La seconda metà del Quattrocento è l’epoca in cui è proprio il concetto di “libro” a subire una radicale trasformazione: da privilegiato oggetto d’élite, da status symbol di pochissimi intellettuali facoltosi, in grado di mettere assieme alcune decine di volumi miniati come massimo simbolo della propria ricchezza spirituale (e materiale), a oggetto destinato a una riproduzione potenzialmente alla portata di tutti. Abbastanza prevedibile che diversi cultori del libro miniato giudicassero i primi libri a stampa come qualcosa di posticcio, temporaneo e segno del vizioso decadere dei tempi, al punto da – spessissimo – risolversi ad acquistare il “lercio” volume a stampa per poi farlo serenamente ricopiare a mano da qualche fidaterrimo ac reverentissimo copista, e da aggiungere alla propria biblioteca la copia a mano, rimettendo in circolazione quella stampata.

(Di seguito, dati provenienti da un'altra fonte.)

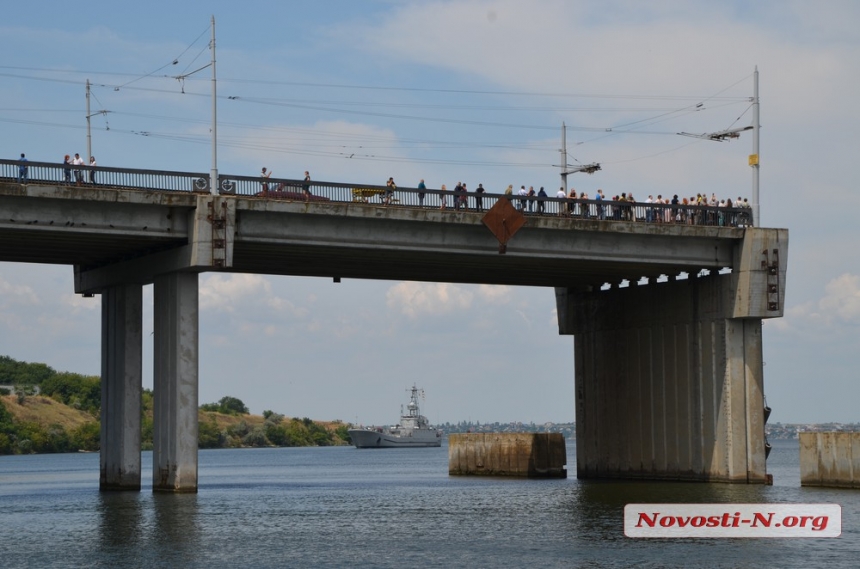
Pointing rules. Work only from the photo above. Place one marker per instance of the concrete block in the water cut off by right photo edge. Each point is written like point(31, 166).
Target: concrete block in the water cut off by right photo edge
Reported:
point(830, 459)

Un passo più in là fece appunto il veneziano Filippo da Strada, per il quale l’invenzione e la compravendita del libro stampato era giusto un volgare vizio della plebe, da vietare per legge. Per ciò, fra il 1473 e gli anni Novanta, scrisse al doge Marcello e al senatore Giovanni Capello, quest’ultimo membro del potente Consiglio dei Dieci, chiedendo loro di mettere fuori legge la stampa. A Marcello fu così inviata una traduzione della Legenda Aurea di Jacopo da Varazze, preceduta da un poema latino in cui promuoveva il bando dell’attività tipografica dalla città. Al senatore spedì invece un volgarizzamento del Fiore di virtù, la cui prefazione era un altro attacco ai tipografi. Filippo da Strada, nei suoi j’accuse, approfittò anche del fatto che nel lessico in uso nel latino tecnico medievale fino al 1460 s’individuava con il termine “stampa” solo il lavoro svolto dalla zecca. L’intellettuale dominicano dunque sovrapponeva di proposito i tipografi ai falsari e, come ricorda Pierno, “l’assimilazione del mestiere tipografico al reato era dunque possibile e poteva comportare anche accuse che andavano al di là della stessa falsificazione: alcuni librai erano stati addirittura arrestati per reati di sodomia.”
D’altro canto, ricorda sempre Pierno, librai e insegnanti erano “rei di utilizzare o vendere testi di autori ‘scandalosi’” quali erano considerati Tibullo e Ovidio: “il facile contatto che il libro procurava con i lettori, spesso giovani studenti, doveva far inarcare più di un sopracciglio ai benpensanti veneziani, i quali non esitavano a confondere la letteratura con la realtà.“
Lo stesso Filippo da Strada si rese conto, lungo l’arco della sua vita, che la sua crociata era destinata al fiasco più completo. Resta però emblematica per dire che al desiderio di reazione dinanzi al cambiamento dell’uomo non v’è mai fine, e che ogni forma di luddismo – anche quelle di molto precedenti al sor Ned Ludd dinanzi ai primi telai meccanici della rivoluzione industriale – prima o poi è condannata a dimostrare tutta la sua inutile stoltezza. Come un lampo viene alla mente l’immagine di quel professore di Estetica, Stefano Zecchi, che essendo divenuto noto per una serie di sue comparsate nel circo catodico di Maurizio Costanzo, negli anni tragicamente ’80 del già XX secolo, guardava fisso in camera e diceva, pensando di esprimere concetto di troppo profonda intelligenza per le masse: “Se uso il computer? Questo è il mio computer” ostentando una matita. Il tutto, cinque secoli dopo Filippo da Strada, signori, come a dire: lasciate ogni speranza.